Sample Problem: Check for Anagram

 An anagram is a word or phrase made by rearranging the letters of another word or phrase. For example, the words "listen" and "silent" are anagrams of each other because they have the same set of letters, but in a different order.

To check if two given strings are anagrams of each other, we can use two methods:

Method 1: Sorting. We can sort both the strings and check if they are equal. If they are equal, then the strings are anagrams of each other. For example, the strings "abcd" and "bcad" are anagrams of each other because after sorting, they become "abcd" and "abcd", which are equal.

Method 2: Frequency Counting. We can count the frequency of each character in both strings and check if the frequency counts are the same. For example, the strings "aabca" and "acaba" are anagrams of each other because both strings have two "a's", two "b's", and one "c". So, the frequency count of each character in both strings is the same.
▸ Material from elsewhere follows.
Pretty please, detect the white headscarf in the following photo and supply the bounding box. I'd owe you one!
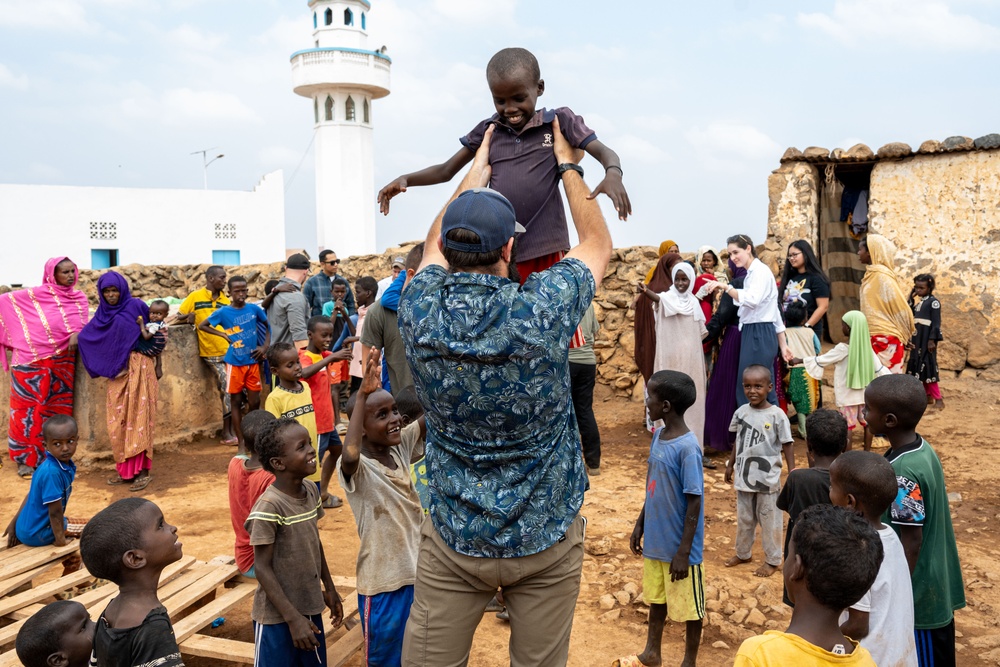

The second method is faster than the first method because it has a time complexity of O(N) while the first method has a time complexity of O(N*logN). The second method also uses less memory than the first method.

Here's the implementation of the second method in Java:

java
import java.util.*;

class AnagramChecker {
    
    static final int CHARACTERS = 256;
    
    static boolean areAnagrams(String s1, String s2)
    {
        if(s1.length() != s2.length())
            return false;
            
        int[] count = new int[CHARACTERS];
        
        for(int i=0; i<s1.length(); i++)
        {
            count[s1.charAt(i)]++;
            count[s2.charAt(i)]--;
        }
        
        for(int i=0; i<CHARACTERS; i++)
        {
            if(count[i] != 0)
                return false;
        }
        
        return true;
    }
    
    public static void main(String[] args)
    {
        String s1 = "aabca";
        String s2 = "acaba";
        
        if(areAnagrams(s1, s2))
            System.out.println("The strings are anagrams of each other.");
        else
            System.out.println("The strings are not anagrams of each other.");
    }
}

In this implementation, we first check if the lengths of both strings are equal. If they are not equal, then we return false because two strings with different lengths cannot be anagrams of each other.
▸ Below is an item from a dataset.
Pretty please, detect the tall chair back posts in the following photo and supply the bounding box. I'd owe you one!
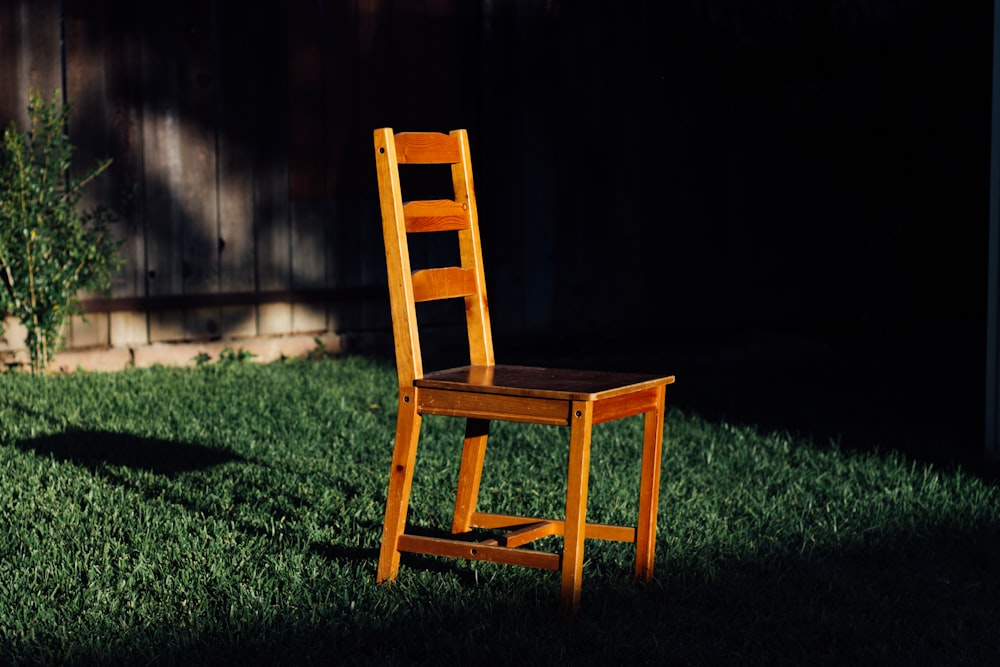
[375,128,674,612]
We then create an array called count to store the frequency count of each character in both strings. We initialize all values in the count array as 0.

We then iterate through each character in both strings and increment the count of characters in the corresponding count array for the first string and decrement the count of characters in the count array for the second string.

Finally, we iterate through the count array and check if all values in the count array are 0. If all values are 0, then both strings are anagrams of each other and we return true. Otherwise, we return false.